Skin is the most visible indicator of aging, in part because it is the largest organ exposed to the outer environment. It is well recognized that age-related cumulative damage to our skin tissue degrades its structural integrity, yet how age affects the skin at the micro-anatomical and cellular scales is poorly understood. Here, we develop an Automated detection of Skin Cellular features and Microanatomy (AutoSCM) to characterize the microanatomical tissue and cellular features that change in the skin with age. We automatically label twelve distinct skin tissue components and nuclei contours on whole slide images from skin histological sections stained by hematoxylin and eosin (H&E). Then, we extract 914 objective structural features, from which we determine 108 are significantly affected by age and 806 are not.

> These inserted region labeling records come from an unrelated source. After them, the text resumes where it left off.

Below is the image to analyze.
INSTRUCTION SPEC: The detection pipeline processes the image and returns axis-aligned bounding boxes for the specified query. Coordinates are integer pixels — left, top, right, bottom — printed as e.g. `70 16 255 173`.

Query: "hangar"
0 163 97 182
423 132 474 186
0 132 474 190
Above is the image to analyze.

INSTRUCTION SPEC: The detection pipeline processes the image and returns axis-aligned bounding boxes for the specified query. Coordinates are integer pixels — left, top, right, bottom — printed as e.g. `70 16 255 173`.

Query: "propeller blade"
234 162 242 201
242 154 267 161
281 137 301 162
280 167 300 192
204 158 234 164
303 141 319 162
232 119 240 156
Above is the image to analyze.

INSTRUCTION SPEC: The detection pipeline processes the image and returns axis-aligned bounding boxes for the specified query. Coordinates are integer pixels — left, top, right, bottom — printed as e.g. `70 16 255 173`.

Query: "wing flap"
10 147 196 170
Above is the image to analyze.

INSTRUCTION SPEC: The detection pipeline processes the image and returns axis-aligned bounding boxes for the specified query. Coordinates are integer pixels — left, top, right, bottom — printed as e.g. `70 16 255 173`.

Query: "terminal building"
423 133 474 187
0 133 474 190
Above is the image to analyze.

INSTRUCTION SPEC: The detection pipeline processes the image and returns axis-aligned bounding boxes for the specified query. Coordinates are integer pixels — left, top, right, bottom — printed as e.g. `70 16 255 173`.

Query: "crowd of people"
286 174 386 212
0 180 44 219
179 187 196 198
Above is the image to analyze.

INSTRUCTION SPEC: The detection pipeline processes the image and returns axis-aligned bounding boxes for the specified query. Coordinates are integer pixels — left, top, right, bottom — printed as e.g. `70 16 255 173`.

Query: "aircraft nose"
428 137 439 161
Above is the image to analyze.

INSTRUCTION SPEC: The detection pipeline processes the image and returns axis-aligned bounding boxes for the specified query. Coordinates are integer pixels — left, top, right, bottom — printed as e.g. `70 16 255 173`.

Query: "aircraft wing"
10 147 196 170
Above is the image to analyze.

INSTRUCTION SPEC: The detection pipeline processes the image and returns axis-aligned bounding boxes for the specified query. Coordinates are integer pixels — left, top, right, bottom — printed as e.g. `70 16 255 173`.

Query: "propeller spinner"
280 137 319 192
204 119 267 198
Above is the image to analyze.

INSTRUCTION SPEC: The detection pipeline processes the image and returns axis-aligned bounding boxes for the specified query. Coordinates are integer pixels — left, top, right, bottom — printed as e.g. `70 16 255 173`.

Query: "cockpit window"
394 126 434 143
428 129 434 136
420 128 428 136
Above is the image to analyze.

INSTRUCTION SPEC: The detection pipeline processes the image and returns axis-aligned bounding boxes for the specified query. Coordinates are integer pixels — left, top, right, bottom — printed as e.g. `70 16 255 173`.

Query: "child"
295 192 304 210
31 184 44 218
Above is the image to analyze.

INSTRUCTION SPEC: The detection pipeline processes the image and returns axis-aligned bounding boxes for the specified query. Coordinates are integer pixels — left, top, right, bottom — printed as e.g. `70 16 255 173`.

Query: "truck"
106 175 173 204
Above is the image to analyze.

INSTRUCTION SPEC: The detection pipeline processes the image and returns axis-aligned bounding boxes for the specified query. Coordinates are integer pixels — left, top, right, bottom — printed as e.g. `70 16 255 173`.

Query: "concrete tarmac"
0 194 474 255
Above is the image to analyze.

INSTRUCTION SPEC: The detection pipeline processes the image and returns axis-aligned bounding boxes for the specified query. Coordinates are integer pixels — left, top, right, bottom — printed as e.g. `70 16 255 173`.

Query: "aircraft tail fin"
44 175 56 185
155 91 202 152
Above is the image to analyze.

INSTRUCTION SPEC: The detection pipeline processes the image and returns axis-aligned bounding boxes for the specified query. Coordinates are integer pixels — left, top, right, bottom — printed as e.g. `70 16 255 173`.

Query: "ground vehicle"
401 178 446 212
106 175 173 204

In addition to identifying decreases in epidermal and dermal thickness and hair follicle appendage density with age, we identify four previously unknown biomarkers of human aging in skin including: increased interstitial space, reduced sebaceous gland size, hair loss in back skin, and progressive horizontal alignment of the extracellular matrix and stromal cells. We further find major sex-based differences in aging skin, including increased stromal cell density by 28%, fibroblast density by 24%, epidermal thickness by 15%, and decreased epidermal cell density by 21%, sweat gland size by 23%, and 28% less content of arrector pili muscles in female compared to male. This rigorously curated and segmented atlas of normal skin microarchitecture constitutes important reference maps for future studies in age-associated diseases of the skin.